Le film qui fait trembler les toiles : Claude Viallat réveillé à Céret

📍 Céret 📅 24/08/2026 Culture
Le film qui fait trembler les toiles : Claude Viallat réveillé à Céret
En bref
📅 Date 24 août 2026
🕐 Horaires 10:00 - 18:00
💶 Tarif Gratuit
🏘️ Commune Céret

Tu as déjà entendu une toile souffler ?

Pas le bruit du vent dans les platanes de la place de la République — non. Celui-là, c’est celui que fait une peinture quand elle se réveille après cinquante ans à dormir sous un châssis oublié. C’est ce son-là qu’on va entendre lundi matin, dans la pénombre d’une salle où les seules lumières sont celles du projecteur… et celles que Claude Viallat a laissées couler sur ses toiles.

Guy Lochard ne filme pas un peintre. Il filme une machine à couleur, un alchimiste qui, depuis les années 60, a transformé le simple geste de poser une forme répétée en une révolution silencieuse. Pas de pinceaux en feu, pas d’émotions à l’emporte-pièce — juste des taches, des empreintes, des motifs qui dansent comme des vagues sur un mur de plage. Et pourtant… ça bouge. Ça chuchote. Ça crie.

On l’a vu à Nîmes, au Sémaphore — la salle a vibré. Les raseteurs ont applaudi plus fort que pour un tour de piste. Parce que Viallat, c’est aussi ça : un homme qui a grandi dans les manades du Languedoc, qui sait ce que c’est que de courir après un taureau… et qui a choisi de le peindre sans jamais l’attraper.
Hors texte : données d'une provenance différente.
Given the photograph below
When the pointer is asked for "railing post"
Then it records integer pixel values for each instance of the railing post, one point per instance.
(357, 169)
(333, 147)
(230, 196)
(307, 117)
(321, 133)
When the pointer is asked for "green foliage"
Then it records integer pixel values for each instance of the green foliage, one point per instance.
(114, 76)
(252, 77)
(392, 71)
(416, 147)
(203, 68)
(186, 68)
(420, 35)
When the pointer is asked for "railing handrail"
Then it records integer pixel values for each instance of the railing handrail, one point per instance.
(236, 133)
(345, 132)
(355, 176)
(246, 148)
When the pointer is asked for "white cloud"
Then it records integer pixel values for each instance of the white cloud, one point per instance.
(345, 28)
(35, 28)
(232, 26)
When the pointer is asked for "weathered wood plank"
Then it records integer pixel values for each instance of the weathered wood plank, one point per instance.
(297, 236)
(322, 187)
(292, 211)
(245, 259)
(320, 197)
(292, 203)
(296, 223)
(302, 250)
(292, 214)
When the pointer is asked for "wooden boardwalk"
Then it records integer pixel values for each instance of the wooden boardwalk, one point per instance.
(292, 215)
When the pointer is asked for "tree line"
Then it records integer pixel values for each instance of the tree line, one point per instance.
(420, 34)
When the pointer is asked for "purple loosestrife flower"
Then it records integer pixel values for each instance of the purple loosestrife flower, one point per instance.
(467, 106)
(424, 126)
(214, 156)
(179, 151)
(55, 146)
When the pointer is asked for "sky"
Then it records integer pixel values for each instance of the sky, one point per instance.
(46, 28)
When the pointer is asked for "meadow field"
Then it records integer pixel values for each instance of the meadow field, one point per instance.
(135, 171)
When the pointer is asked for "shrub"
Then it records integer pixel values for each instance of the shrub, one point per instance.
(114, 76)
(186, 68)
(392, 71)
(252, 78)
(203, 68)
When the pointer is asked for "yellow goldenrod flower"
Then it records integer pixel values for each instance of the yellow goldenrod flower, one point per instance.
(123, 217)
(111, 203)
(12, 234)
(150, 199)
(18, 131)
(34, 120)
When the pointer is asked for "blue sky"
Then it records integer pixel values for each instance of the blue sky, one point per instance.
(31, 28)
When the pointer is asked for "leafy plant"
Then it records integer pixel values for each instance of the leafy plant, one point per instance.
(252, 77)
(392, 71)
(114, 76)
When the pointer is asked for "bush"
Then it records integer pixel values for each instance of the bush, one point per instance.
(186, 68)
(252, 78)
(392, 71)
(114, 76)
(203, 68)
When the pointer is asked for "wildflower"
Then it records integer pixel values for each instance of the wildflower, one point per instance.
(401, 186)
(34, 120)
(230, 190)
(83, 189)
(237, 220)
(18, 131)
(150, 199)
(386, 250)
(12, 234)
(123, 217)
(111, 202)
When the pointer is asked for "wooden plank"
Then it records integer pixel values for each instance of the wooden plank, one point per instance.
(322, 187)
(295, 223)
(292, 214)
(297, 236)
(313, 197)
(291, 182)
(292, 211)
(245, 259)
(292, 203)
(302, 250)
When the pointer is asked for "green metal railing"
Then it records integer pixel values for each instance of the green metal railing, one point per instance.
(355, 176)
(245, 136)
Ici, à Céret, où les murs des galeries ont déjà absorbé les coups de pinceau de Miró, de Masson, de Dali — Viallat arrive comme une onde de choc en silence. Pas de théâtre. Pas d’éclat. Juste la puissance du répété, du même mais autre. Une forme qui revient. Comme un refrain. Comme une respiration.

Affiche de film en tons ocre, vert bouteille et jaune citron, avec des empreintes de tissu flottant comme des voiles dans l’air. La lumière du projecteur éclaire seulement les bords des formes, laissant le centre dans une obscurité douce. Une chaise pliante est abandonnée au premier rang — comme si quelqu’un venait juste de se lever pour mieux voir.

Et puis il y a ce détail qui fait tout : cette exposition en parallèle à La Capitainerie, Retours en boucles – Taureau / Forme. Des œuvres de jeunesse. Des esquisses. Des tâtonnements. Des essais où le taureau n’est pas encore un motif, mais une présence sauvage qui rôde dans l’ombre du papier. On sent qu’il va bientôt s’échapper.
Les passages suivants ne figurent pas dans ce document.